As New Yorkers cast their votes in the Republican Presidential Primary Tuesday, The Sun endorses Mitt Romney as the best remaining Republican in the race. Ron Paul, whose refreshing honesty is no match for his disqualifying radicalism, and Newt Gingrich, whose snide and condescending act tired months ago, represent two unacceptable options for the Republican Party.
This nomination race has at times seemed like a plot hatched by late-night political comedy shows to provide them with priceless fodder. Whether it was Rick Perry’s inability  to recall which federal agency he would like to eliminate, Michele Bachmann claiming  that the HPV Vaccine caused mental retardation, Herman Cain boasting  about how many women he didn’t sexually harass, Newt Gingrich’s moon base  or Rick Santorum being considered  a viable candidate despite his extreme social conservatism, this nomination battle has varied from the absurd to the farcical to terrifying, and back again.
It is telling that the only candidate who appeared to be mostly free of the sheer preposterousness that seemed to define so much of the race, Governor Jon Huntsman, the former Ambassador to China, never made so much as a blip on the Republican radar. In an address in New York City this past week, Huntsman spoke to  the foreign policy stances of his former opponents for the GOP nomination by saying, “I don’t know what world these people are living in.” Even Huntsman, a proven conservative, questioned the legitimacy of the Republican race. Huntsman is pro-life, pro-guns, pro-free trade, pro-vouchers for public schools and is adored by the conservative-libertarian think-tank the CATO Institute, and even still, he recalled thinking to himself during the first Republican debate, “Is this the best we could do?”
The Republican primary process has resigned us to a former governor of Massachusetts who, at his heart, is a politician’s politician.
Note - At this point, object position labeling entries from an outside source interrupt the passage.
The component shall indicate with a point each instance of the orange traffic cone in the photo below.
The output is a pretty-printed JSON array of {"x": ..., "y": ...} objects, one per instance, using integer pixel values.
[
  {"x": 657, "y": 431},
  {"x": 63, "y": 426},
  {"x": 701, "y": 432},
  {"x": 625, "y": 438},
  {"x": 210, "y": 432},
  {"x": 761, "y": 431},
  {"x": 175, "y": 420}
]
Romney is too scared to tout his healthcare reforms as Governor of Massachusetts — even though they have proven largely successful. His plan  to reduce the deficit includes cutting taxes 20 percent across the board. A decade of the Bush tax cuts leads us to question the argument that tax cuts will somehow improve the United States’ budget outlook. Romney also proposes increasing defense spending which, along with his tax cuts, would drastically increase the deficit. He claims that he will offset and exceed these spending increases by slashing tax deductions. Yet, in a stunning display of chutzpah, he refuses to say which ones he will cut.
Romney’s convenient position-taking, which manifests  itself in stunning about-face changes seemingly every week, does not give us confidence that he will be the type of politician to push for something he feels is necessary but politically inopportune. On issues ranging from abortion to health care mandates, Romney has shown a willingness to conform with whatever direction he believed the political winds were blowing.
In conclusion, we are disappointed that the Republican Party did not present the American people with a candidate whose rigidity was at least slightly more pronounced than that of a rubber band. Instead, we are left with a pandering technocrat as not only the presumptive front-runner, but also the only candidate remaining who could even conceivably be trusted with the presidency.